The prices of crude oil also witnessed a prolonged period of profit booking during trading in Asia, following a significant increase to levels not seen in four months last week. The depreciation of the dollar and positive sentiment surrounding the slowdown of inflation in the United States were the main factors that led to the surge in prices.

However, this upward momentum was slightly interrupted on Friday as information showed that the sentiment and spending of consumers in the United States continued to be strong. This pattern could potentially lead to persistent inflation in the nation and maintain the Federal Reserve's vigilant stance.

Monday saw the continuation of losses, as traders decided to secure more profits due to disappointing data from China.

Dropped by 0.9% to $79.13 per barrel, while decreased by 0.9% to $74.62 per barrel by 22:21 ET (02:21 GMT).
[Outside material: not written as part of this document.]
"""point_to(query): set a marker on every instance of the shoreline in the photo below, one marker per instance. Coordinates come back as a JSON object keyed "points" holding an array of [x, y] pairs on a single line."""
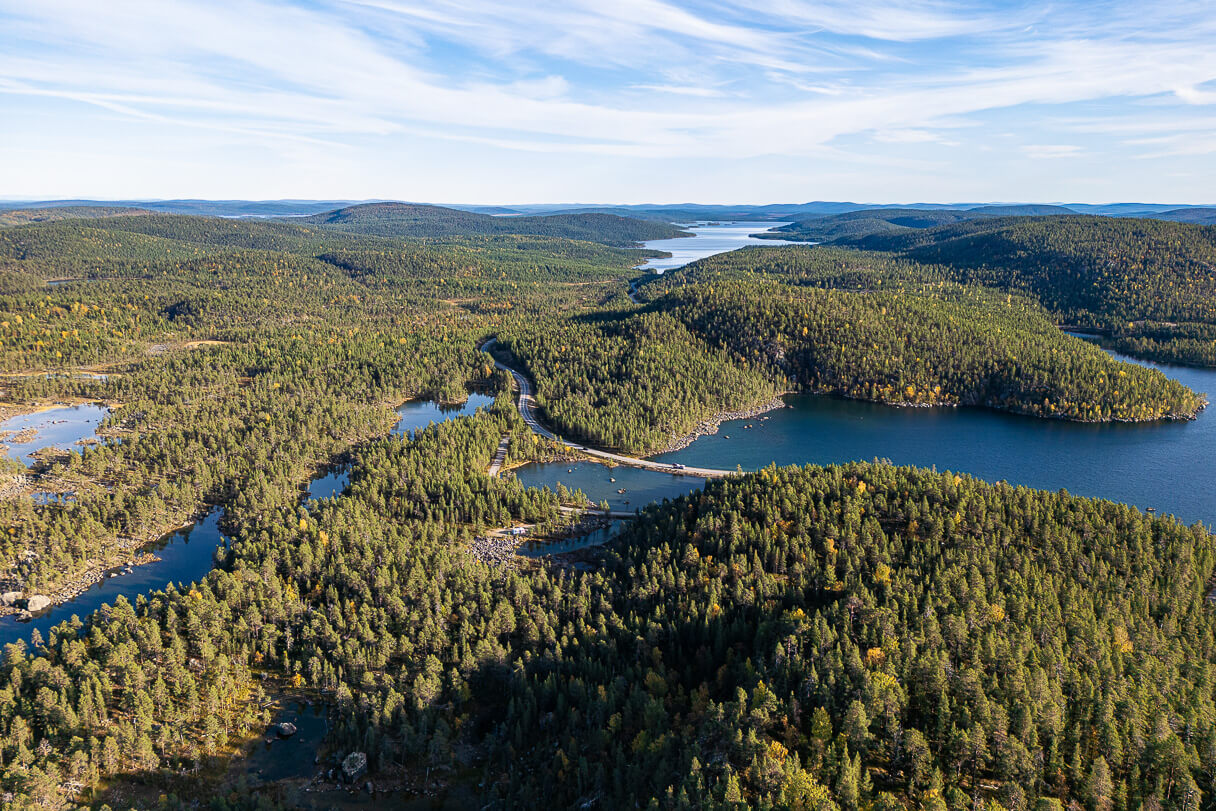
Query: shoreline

Both agreements experienced a significant increase in the previous three weeks, also profiting from indications of reduced availability due to closures in oilfields and loading operations in Nigeria and Libya.

However, the output from the majority of Libya's primary oil fields recommenced during the weekend, negating this pattern.

China's Q2 GDP Disappoints

China's gross domestic product (GDP) statistics indicated a significant decline in economic expansion in the world's top oil importer compared to the initial three months of the year.

The economy also experienced an expansion compared to the previous year, as its primary forces of growth, namely manufacturing and real estate, continued to face challenges.

China's disappointing economic indicators have significantly challenged the prediction that the country's recovery would lead to an unprecedented surge in global oil consumption in 2021. Despite lifting COVID-related restrictions earlier this year, China's economic revival seems to be losing momentum.

However, the most recent trade information revealed that China's oil imports stayed strong for the most part, partly due to refineries stocking up on inventory while the price of crude oil was relatively low. Nevertheless, the demand for fuel in China continued to face challenges as business activity slowed down.

Crude Markets Eyeing Supply Tightness, Rate Hikes

Outside of China, the attention in the oil industry is primarily on the decreasing worldwide supply and the escalation of interest rates. It is anticipated that there will be a significant reduction in the availability of crude oil in the latter part of 2023 due to the influence of production cuts from Saudi Arabia and Russia.

However, it is anticipated that this will be somewhat balanced out by the decrease in worldwide economic growth, particularly due to . We have yet to fully experience the consequences of the Federal Reserve's recent increase in interest rates on the economy.

However, the market's anticipation of a soon-to-come halt in the Federal Reserve's increase in interest rates led to remarkable increases in the price of oil during the previous fortnight. Nevertheless, it seems that the market's momentum has dwindled.